= Thomas Vyner (priest) =

Thomas Vyner DD (1629 - 11 April 1673) was a Church of England minister and Dean of Gloucester

==Family==
He was the son of William Vyner of Eathorpe, Warwickshire and younger brother of Sir Robert Vyner, 1st Baronet. He obtained his BA at Catherine Hall, Cambridge in 1650. He married Elizabeth, daughter of Henry Izod(d. 1650), rector of Stanton, Gloucestershire. In 1652 he succeeded his father-in-law as rector of Stanton and three years later was incorporated at the University of Oxford. He was subsequently awarded a BD in 1662 and became DD in 1671 by letters patent from the king.

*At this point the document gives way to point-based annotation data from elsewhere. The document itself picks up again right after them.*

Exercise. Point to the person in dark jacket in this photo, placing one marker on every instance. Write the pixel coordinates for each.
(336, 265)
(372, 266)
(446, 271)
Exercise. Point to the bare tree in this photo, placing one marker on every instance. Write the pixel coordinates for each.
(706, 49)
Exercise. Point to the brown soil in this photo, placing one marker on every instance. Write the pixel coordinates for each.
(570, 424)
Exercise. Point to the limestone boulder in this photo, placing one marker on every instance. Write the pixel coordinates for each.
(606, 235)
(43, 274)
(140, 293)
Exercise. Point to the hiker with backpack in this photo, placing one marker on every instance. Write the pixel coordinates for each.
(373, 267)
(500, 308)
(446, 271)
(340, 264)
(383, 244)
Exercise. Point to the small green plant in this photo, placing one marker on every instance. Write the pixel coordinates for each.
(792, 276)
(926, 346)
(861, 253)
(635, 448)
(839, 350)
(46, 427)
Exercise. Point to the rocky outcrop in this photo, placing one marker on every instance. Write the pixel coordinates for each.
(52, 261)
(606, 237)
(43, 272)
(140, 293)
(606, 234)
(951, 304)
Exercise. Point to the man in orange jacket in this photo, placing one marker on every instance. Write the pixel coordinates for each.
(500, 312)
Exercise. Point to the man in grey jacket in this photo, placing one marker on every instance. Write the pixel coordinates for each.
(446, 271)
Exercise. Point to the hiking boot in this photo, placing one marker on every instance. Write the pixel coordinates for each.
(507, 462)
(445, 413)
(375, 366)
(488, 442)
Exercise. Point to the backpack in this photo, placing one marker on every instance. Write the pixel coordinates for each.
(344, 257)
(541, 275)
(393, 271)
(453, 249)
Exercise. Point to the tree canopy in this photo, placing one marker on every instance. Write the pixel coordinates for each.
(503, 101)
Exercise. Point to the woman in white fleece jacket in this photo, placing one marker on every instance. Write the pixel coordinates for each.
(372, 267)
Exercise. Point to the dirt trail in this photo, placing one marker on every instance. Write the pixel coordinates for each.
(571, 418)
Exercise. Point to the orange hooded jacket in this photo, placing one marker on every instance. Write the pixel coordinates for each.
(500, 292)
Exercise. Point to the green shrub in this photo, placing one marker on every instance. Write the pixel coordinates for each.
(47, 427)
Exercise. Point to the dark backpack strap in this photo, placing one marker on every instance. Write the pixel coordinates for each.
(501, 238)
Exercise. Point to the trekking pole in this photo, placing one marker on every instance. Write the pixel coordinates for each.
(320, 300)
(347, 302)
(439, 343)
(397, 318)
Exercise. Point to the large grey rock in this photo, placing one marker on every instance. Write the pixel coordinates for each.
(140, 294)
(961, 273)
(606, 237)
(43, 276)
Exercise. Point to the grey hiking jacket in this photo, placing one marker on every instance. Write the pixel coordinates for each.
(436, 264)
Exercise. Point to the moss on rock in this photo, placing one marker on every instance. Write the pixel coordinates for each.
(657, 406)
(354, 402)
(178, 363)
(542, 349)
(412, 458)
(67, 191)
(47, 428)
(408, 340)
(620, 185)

He died in 1673 aged 44, and was buried in the Lady Chapel of Gloucester Cathedral. He left a son Thomas (d. 1706), who inherited the Gautby estate of his uncle Sir Robert Vyner, and two daughters: Elizabeth married John Snell of Salisbury Hall, Hertfordshire and Honor married Thomas Leigh, merchant of London, brother of Sir Francis Leigh.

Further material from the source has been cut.